MÊMES DÉFIS

Le destin du Musée des beaux-arts s’écrit peut-être… à Zurich

Par NADINE HALTINER ZURICH le 20.04.2009 à 00:07

La plus grande ville de Suisse rêve de se doter d’un Centre de congrès. Mais les Zurichois ont balayé le projet prévu… au bord du lac. Les autorités recherchent à présent un nouveau site. Leur démarche pourrait inspirer les Vaudois.

Les Vaudois rêvent d’un Musée des beaux-arts, les Zurichois d’un Centre de congrès. Deux projets qu’a priori tout sépare, mais dont les destins semblent étrangement liés. Tous deux devaient être d’envergure internationale, tous deux devaient être des monuments d’architecture, tous deux devaient être situés au bord du lac… Et tous deux ont été balayés par la population l’an dernier. Aujourd’hui, tant les autorités vaudoises que zurichoises remettent l’ouvrage sur le métier. Et cherchent un nouveau site où construire leur bâtisse. Mais si leurs soucis se ressemblent, leurs approches divergent désormais.

«Bunker en béton»
Lancé en 2005 pour remplacer l’actuel Centre de congrès devenu trop petit, le nouveau centre zurichois doit accueillir 2500?personnes et 250 chambres d’hôtel. Objectif: redorer le blason de la plus grande ville de Suisse à l’échelon international.

La Municipalité avait tout prévu: un emplacement au bord du lac, un architecte renommé (l’Espagnol Rafael Moneo), un budget de 380 millions de francs et un financement partagé entre la ville, le canton et des entreprises privées. Le bâtiment, tout de béton et de verre, devait être sur pied en 2013.

Mais, c’était sans compter sur un petit nombre d’opposants, bien décidés à tout faire capoter. Composé d’écologistes et de défenseurs du patrimoine, le groupe a fait campagne contre la construction d’un «bunker défigurant les rives du lac». Face à eux, la Municipalité, le canton et la majorité des partis étaient persuadés de passer la rampe populaire. Ils se sont trompés.

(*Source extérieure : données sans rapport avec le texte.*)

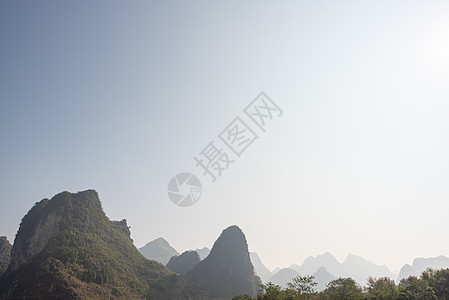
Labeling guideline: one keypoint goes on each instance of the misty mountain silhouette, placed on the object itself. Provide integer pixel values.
(5, 254)
(203, 252)
(283, 276)
(159, 250)
(259, 267)
(227, 270)
(322, 277)
(353, 266)
(183, 263)
(67, 247)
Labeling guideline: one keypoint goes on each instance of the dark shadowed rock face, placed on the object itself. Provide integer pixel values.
(68, 247)
(184, 263)
(227, 271)
(5, 254)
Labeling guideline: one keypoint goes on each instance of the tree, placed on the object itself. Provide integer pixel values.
(343, 289)
(416, 288)
(383, 288)
(242, 297)
(269, 291)
(438, 280)
(304, 285)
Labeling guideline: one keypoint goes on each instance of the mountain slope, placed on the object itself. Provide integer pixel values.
(227, 271)
(158, 250)
(259, 267)
(184, 262)
(67, 246)
(360, 269)
(420, 264)
(322, 277)
(203, 252)
(283, 276)
(5, 254)
(326, 260)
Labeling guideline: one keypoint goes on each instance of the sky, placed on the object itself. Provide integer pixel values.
(121, 96)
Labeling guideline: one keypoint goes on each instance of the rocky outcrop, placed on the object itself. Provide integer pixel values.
(158, 250)
(227, 271)
(5, 254)
(184, 263)
(67, 248)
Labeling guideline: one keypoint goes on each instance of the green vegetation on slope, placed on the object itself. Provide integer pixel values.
(89, 255)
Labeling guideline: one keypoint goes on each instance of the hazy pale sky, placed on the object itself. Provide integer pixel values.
(120, 96)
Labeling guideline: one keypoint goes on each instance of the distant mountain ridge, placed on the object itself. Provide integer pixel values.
(259, 267)
(67, 248)
(5, 254)
(228, 264)
(353, 266)
(159, 250)
(184, 263)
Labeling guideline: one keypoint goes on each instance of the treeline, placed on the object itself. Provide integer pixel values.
(431, 284)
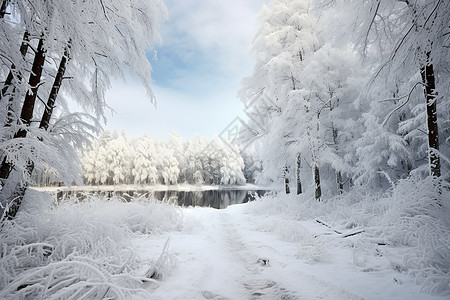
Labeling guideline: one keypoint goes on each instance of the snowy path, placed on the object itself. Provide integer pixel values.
(228, 254)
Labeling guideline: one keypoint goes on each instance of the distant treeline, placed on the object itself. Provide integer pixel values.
(114, 159)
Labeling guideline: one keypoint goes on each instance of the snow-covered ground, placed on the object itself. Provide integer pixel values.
(237, 254)
(153, 187)
(358, 246)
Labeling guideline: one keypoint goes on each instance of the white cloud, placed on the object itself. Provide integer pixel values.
(206, 47)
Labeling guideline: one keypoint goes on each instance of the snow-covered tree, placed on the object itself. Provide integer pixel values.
(70, 45)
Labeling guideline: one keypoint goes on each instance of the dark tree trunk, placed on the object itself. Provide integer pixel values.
(3, 8)
(339, 182)
(16, 190)
(286, 180)
(340, 185)
(45, 121)
(10, 107)
(317, 187)
(428, 78)
(34, 82)
(299, 182)
(10, 77)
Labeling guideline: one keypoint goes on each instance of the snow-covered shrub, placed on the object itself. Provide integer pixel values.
(414, 215)
(78, 250)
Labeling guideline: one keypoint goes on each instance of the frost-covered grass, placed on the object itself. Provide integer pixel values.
(79, 250)
(412, 218)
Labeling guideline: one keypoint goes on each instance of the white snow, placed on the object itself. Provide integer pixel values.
(222, 253)
(393, 246)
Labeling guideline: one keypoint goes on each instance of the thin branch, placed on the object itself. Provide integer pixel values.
(401, 105)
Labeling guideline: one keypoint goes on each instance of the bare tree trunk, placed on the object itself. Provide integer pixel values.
(428, 78)
(299, 182)
(317, 187)
(34, 82)
(3, 8)
(16, 190)
(10, 116)
(339, 182)
(45, 121)
(286, 180)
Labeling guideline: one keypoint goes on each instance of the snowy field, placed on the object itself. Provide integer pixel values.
(394, 246)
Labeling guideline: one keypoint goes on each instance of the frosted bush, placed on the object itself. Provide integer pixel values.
(413, 215)
(79, 250)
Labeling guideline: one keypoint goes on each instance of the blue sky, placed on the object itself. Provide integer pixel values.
(203, 58)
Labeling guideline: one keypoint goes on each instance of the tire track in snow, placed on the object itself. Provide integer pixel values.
(260, 280)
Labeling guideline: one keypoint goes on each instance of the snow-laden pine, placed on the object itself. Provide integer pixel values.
(113, 159)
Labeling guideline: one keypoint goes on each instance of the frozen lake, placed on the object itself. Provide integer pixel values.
(219, 197)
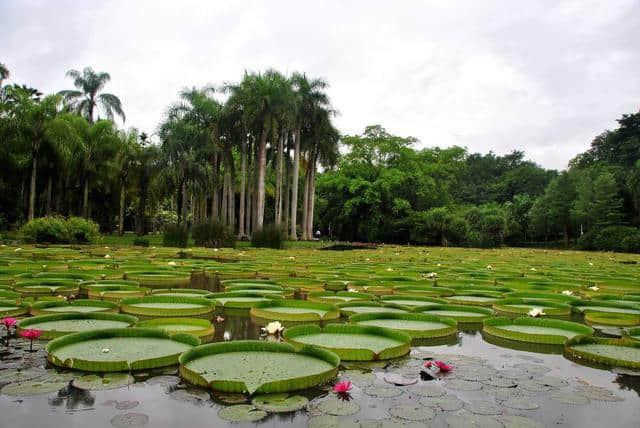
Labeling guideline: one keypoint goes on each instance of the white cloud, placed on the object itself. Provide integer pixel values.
(542, 76)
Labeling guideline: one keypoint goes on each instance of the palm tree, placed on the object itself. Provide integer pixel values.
(4, 73)
(35, 124)
(309, 95)
(86, 98)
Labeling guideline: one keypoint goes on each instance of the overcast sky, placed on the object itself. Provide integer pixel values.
(541, 76)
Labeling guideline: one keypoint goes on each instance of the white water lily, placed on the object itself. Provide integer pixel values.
(535, 312)
(274, 327)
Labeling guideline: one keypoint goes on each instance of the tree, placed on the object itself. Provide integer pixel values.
(86, 98)
(34, 124)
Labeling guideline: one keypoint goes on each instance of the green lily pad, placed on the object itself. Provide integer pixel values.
(513, 421)
(446, 403)
(32, 387)
(469, 420)
(242, 413)
(412, 413)
(520, 404)
(383, 391)
(108, 381)
(280, 403)
(336, 407)
(427, 389)
(482, 407)
(567, 397)
(127, 420)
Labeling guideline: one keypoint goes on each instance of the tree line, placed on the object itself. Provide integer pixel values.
(264, 150)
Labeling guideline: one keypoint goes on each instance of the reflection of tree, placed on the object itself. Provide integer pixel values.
(629, 383)
(73, 398)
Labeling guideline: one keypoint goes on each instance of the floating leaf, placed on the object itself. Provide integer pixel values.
(280, 403)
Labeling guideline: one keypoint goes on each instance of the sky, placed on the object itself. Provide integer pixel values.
(545, 77)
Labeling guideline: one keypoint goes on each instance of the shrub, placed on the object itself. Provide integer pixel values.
(612, 238)
(268, 237)
(141, 241)
(175, 235)
(82, 231)
(213, 234)
(57, 230)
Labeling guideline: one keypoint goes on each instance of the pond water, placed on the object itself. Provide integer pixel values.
(496, 385)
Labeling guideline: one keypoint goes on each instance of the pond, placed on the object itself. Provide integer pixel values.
(490, 385)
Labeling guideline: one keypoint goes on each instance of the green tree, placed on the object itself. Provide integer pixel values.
(87, 97)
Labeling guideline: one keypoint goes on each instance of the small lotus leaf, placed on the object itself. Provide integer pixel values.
(241, 413)
(280, 403)
(412, 413)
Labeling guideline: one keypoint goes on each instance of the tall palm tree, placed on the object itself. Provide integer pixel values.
(86, 98)
(309, 95)
(36, 123)
(4, 73)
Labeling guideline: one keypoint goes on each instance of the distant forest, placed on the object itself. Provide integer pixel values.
(264, 151)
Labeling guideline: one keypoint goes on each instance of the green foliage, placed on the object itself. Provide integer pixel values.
(269, 237)
(57, 230)
(175, 235)
(213, 234)
(623, 239)
(141, 241)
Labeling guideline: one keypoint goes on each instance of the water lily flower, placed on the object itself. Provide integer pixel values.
(273, 327)
(342, 387)
(9, 322)
(31, 334)
(441, 365)
(535, 312)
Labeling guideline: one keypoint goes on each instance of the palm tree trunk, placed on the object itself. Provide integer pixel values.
(121, 217)
(305, 203)
(279, 173)
(85, 198)
(287, 196)
(32, 188)
(294, 184)
(262, 166)
(49, 194)
(243, 173)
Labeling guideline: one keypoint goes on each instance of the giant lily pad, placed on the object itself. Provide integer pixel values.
(295, 310)
(352, 342)
(418, 326)
(77, 306)
(126, 349)
(257, 366)
(195, 326)
(612, 352)
(167, 306)
(535, 330)
(56, 325)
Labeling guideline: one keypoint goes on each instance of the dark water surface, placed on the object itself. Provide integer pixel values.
(160, 402)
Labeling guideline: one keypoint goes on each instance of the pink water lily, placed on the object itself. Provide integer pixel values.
(342, 387)
(31, 334)
(441, 365)
(9, 322)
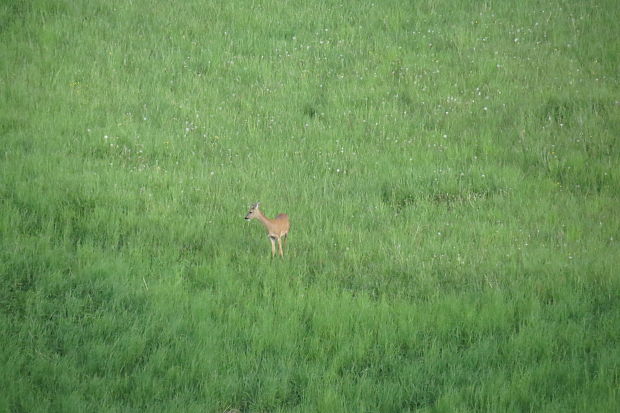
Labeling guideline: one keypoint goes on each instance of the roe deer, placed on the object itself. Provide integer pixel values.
(277, 228)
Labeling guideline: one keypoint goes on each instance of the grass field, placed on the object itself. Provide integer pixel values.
(450, 169)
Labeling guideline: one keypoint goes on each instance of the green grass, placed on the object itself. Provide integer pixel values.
(450, 170)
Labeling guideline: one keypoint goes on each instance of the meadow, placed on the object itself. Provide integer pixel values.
(450, 169)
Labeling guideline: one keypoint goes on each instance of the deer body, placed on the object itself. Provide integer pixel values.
(277, 228)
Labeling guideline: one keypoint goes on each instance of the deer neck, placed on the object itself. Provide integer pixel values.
(263, 219)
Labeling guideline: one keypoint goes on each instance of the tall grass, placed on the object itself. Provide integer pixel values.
(450, 170)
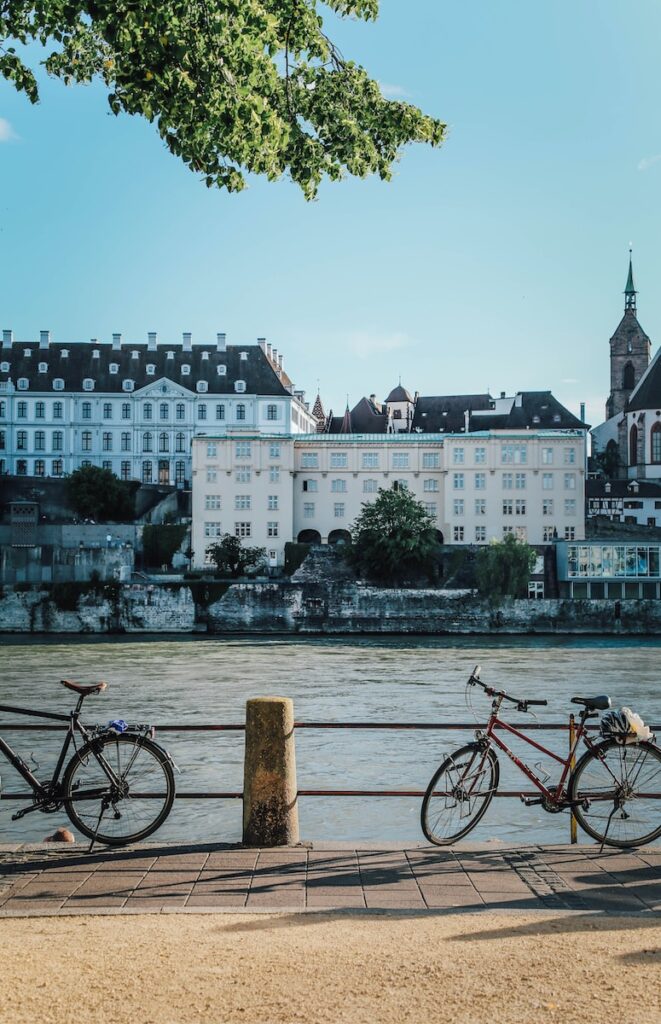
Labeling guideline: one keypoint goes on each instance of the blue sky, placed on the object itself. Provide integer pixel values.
(496, 261)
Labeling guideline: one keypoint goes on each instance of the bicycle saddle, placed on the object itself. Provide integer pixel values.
(593, 704)
(83, 690)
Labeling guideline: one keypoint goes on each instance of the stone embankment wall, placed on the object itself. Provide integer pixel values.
(327, 608)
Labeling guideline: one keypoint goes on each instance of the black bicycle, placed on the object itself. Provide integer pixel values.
(117, 788)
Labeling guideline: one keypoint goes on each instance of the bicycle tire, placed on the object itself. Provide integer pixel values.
(609, 774)
(436, 803)
(142, 812)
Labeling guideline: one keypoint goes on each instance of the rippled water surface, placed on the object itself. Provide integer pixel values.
(168, 681)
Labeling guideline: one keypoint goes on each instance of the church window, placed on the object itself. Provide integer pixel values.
(655, 442)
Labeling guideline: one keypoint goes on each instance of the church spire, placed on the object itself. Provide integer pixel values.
(629, 291)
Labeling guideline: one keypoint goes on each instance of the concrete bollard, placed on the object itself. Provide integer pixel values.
(270, 809)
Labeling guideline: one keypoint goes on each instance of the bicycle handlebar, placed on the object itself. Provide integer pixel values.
(522, 705)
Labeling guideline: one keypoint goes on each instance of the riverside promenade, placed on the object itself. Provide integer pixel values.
(49, 879)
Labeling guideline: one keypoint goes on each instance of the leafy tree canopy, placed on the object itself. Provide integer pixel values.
(232, 86)
(231, 558)
(503, 567)
(393, 538)
(97, 494)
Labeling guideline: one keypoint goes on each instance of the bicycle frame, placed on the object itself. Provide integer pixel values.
(554, 796)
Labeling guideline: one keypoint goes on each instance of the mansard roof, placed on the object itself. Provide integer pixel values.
(647, 393)
(262, 376)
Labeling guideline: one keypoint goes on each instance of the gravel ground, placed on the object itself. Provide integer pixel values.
(279, 969)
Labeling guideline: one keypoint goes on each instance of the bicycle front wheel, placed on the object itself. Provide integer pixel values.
(128, 808)
(617, 788)
(459, 794)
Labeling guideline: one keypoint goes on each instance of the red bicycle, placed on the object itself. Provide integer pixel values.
(613, 791)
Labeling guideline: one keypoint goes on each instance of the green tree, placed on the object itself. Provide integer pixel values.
(231, 558)
(393, 539)
(232, 86)
(503, 567)
(97, 494)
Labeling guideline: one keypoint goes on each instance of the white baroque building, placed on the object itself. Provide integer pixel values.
(476, 485)
(134, 408)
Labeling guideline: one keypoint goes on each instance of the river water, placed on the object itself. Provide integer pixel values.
(188, 680)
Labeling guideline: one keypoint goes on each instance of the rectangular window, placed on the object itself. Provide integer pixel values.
(514, 455)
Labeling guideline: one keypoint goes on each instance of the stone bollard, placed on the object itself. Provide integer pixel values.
(270, 809)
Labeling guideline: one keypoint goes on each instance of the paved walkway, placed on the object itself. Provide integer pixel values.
(48, 879)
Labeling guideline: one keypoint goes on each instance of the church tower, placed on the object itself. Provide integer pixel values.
(629, 352)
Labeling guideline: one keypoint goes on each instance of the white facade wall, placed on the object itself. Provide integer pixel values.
(476, 487)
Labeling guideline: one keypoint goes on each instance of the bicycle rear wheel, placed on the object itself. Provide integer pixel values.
(615, 786)
(112, 813)
(459, 794)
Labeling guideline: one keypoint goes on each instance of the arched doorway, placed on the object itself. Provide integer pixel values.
(309, 537)
(339, 537)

Le 1er juin 2008, les Zurichois rejettent à plus de 56% l’achat du terrain sur lequel doit grandir le monument. Un non qui fait couler le projet. La douche est d’autant plus froide que c’est la première fois que les Zurichois refusent une construction d’envergure. «Dites aux Lausannois de venir nous demander quelles erreurs il ne faut pas commettre!» avait alors lancé Urs Spinner, porte-parole du Département des travaux publics.
A voir le sort similaire subi par le Musée des beaux-arts le 30 novembre dernier, les Vaudois n’ont guère suivi le conseil. «Le référendum était déjà lancé chez nous, note aujourd’hui Michael Fiaux, porte-parole du Département de la formation, de la jeunesse et de la culture. Mais, c’est vrai que nous ignorions l’existence d’un projet similaire à Zurich.»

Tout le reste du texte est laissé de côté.